William Foster would have none of it, but Dolan and the other men persisted and finally carried the day. They tore up strips of paper, and the men somberly took turns drawing them. Sarah and Mary Ann had to sit and watch with dread as Franklin and Jay took their turns. Sarah Foster did the same as her husband took his chance. But it was Patrick Dolan himself who drew the fatal strip.

Dolan didn't have long to react. The men gathered around him and studied him, then looked one another in the eyes and realized that none of them was willing to put the flintlock rifle to the young man's head and pull the trigger. Dire though their straits were, murder was still murder, and, for now at least, a gnawing stomach could not supersede their moral codes, nor simple human compassion. William Eddy pointed out that one or another of them was bound to die pretty soon anyway and that they could then decide whether or not to consume the body.
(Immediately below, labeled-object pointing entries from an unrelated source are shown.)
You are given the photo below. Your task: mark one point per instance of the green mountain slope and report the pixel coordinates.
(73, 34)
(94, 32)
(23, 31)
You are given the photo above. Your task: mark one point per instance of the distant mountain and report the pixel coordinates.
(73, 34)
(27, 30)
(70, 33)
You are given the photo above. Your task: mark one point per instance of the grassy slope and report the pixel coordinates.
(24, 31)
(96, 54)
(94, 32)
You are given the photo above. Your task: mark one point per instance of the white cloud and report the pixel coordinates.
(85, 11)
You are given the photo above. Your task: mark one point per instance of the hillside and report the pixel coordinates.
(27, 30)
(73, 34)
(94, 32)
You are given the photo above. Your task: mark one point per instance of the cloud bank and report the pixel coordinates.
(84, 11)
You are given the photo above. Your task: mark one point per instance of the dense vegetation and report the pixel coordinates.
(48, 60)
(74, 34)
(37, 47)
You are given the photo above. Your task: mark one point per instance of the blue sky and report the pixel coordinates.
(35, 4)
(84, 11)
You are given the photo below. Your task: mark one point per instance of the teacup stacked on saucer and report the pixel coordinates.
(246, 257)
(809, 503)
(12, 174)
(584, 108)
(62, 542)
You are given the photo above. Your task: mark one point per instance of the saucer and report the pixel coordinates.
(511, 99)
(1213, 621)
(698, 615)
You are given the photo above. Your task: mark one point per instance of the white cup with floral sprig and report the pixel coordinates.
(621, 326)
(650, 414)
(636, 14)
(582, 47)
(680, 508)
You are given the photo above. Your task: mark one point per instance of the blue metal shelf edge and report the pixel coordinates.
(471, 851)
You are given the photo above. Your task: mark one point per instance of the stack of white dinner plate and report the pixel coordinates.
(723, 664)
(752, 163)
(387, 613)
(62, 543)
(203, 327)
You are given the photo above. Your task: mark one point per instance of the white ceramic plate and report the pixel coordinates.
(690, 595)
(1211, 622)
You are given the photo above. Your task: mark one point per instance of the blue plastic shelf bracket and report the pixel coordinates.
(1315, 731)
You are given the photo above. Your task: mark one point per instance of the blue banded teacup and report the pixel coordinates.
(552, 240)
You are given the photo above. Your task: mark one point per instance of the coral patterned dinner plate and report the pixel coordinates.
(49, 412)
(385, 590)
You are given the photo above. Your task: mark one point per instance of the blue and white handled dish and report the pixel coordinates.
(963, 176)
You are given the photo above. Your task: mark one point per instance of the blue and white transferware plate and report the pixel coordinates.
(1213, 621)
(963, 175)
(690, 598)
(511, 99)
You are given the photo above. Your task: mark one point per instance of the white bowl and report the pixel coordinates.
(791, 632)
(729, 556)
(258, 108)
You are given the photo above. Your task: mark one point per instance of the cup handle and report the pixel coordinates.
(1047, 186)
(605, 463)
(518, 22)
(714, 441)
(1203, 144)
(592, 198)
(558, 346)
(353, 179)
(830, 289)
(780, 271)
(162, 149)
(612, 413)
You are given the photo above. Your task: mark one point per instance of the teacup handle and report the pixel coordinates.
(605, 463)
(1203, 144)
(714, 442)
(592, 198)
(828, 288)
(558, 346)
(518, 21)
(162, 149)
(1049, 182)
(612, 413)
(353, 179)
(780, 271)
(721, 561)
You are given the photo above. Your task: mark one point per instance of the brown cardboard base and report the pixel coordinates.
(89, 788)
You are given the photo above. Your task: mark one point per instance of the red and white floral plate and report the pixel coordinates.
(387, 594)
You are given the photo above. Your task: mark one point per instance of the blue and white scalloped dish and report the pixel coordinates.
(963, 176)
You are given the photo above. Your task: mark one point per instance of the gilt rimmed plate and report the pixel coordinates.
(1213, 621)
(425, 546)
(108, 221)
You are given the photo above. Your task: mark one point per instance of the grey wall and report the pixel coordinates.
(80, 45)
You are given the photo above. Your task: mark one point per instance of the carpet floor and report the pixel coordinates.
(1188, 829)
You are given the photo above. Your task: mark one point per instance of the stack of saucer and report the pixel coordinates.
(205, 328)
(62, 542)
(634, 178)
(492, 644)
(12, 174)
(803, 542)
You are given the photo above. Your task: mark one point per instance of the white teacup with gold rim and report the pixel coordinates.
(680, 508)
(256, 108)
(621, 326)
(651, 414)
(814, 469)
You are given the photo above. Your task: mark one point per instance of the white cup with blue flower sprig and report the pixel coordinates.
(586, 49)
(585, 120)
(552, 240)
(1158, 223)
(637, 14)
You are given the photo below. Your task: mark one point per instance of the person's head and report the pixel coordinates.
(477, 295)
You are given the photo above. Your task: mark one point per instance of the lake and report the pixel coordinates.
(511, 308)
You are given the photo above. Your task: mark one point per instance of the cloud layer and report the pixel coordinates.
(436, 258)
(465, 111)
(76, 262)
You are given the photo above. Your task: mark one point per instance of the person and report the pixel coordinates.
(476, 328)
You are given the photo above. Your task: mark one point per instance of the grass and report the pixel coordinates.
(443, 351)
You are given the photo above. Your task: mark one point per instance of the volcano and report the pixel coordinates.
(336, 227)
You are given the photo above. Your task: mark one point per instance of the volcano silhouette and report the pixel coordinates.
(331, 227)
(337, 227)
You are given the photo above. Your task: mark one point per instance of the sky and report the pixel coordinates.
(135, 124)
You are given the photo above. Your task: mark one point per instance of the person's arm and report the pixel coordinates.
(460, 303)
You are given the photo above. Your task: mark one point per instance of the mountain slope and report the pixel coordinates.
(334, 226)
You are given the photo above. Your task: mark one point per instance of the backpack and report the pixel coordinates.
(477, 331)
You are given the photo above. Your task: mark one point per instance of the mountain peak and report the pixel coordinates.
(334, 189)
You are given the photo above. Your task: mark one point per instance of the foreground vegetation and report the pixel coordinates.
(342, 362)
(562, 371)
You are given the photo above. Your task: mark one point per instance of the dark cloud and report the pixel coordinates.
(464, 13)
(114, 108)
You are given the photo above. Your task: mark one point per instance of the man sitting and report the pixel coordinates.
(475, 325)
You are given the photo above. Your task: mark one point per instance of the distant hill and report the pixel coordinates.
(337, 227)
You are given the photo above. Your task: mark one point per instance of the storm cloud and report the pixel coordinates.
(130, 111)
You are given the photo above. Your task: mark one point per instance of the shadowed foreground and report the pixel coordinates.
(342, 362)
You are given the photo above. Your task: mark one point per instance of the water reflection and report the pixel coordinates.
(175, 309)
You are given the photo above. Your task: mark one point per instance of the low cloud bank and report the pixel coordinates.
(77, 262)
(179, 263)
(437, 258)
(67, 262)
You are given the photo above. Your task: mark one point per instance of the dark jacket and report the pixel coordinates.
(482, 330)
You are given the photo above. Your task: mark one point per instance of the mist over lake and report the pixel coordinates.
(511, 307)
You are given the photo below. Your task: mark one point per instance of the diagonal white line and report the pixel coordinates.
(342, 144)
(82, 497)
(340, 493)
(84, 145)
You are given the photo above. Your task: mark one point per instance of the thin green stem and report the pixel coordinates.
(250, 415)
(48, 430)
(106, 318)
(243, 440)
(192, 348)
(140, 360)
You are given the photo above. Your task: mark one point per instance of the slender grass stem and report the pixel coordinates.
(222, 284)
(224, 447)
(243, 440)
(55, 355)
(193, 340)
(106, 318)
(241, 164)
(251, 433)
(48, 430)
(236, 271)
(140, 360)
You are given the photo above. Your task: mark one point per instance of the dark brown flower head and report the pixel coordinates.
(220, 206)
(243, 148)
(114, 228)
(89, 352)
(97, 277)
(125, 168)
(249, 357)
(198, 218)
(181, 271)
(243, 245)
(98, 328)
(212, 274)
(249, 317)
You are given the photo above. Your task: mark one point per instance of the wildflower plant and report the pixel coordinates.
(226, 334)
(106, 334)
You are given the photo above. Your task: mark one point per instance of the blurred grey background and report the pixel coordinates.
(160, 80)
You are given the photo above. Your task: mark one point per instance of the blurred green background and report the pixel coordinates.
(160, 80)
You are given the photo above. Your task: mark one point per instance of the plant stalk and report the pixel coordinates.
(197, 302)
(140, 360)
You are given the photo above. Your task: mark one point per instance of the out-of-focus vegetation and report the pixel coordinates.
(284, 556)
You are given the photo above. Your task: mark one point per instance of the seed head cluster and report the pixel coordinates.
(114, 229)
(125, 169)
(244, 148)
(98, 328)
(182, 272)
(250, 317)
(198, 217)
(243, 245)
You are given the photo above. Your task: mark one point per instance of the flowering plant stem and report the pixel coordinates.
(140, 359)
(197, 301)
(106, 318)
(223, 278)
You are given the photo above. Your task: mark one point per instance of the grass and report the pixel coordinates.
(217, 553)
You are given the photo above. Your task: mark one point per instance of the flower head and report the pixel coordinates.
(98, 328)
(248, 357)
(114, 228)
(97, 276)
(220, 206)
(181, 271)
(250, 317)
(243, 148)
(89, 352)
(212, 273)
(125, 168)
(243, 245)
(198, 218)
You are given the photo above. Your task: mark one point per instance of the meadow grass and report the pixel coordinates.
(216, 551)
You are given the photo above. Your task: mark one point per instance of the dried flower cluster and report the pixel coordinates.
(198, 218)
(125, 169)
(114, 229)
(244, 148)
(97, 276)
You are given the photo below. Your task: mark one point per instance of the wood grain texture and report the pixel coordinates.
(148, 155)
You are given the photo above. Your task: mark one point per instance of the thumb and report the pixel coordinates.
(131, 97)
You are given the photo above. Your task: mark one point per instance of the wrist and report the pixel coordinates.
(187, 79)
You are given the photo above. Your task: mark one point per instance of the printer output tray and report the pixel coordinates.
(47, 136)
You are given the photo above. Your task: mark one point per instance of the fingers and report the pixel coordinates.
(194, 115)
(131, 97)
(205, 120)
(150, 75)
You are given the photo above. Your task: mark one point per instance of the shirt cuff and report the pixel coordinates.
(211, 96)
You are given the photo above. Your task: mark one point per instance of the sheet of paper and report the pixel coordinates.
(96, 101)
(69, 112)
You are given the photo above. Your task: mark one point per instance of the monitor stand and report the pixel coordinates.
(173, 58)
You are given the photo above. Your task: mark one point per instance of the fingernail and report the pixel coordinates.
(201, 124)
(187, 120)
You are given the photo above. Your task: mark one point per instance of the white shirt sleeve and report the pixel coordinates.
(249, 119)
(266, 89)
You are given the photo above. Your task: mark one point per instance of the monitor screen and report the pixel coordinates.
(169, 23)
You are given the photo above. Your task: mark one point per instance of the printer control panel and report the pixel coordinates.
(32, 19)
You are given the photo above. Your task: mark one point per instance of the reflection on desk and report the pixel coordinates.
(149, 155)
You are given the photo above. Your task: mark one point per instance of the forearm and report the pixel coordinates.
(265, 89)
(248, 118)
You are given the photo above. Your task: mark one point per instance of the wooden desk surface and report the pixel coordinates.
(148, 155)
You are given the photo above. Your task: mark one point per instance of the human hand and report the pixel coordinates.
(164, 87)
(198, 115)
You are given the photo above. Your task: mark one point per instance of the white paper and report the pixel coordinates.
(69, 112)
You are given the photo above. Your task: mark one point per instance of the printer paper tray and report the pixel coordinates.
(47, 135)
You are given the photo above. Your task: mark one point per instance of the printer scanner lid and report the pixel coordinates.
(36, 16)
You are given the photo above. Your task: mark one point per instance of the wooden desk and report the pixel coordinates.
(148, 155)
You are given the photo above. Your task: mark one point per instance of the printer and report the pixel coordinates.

They pushed on and made eight miles that day, camping somewhere on the northern flanks of the canyon of the American River's North Fork. They were utterly exhausted. They had not eaten in forty-eight hours now, but they were burning calories as if they were competing in an Olympic biathlon competition. And all the while they were sliding deeper into a topographical funnel.

 

F
rom the time they had departed St. Joe until they arrived at Truckee Lake, Sarah and her companions had had one principal aid to navigation—the tracks and ruts left by hundreds of wagons that had
preceded them west that summer. But once the snows of late October covered the tracks leading over the Sierra Nevada, they had in a sense been blinded. In an age when maps of the West consisted of little more than pencil sketches drawn from the recollections of trappers and explorers, and the navigational advice dispensed in guides like Lansford Hastings's was often equally sketchy, they'd had nothing more than Stanton's, Luis's, and Salvador's memories to guide them forward. Before they left the lake camp, Stanton had requested the loan of a compass from the Donners, but Milt Elliott had apparently not returned from Alder Creek in time to hand it to Stanton before they set off on their snowshoes.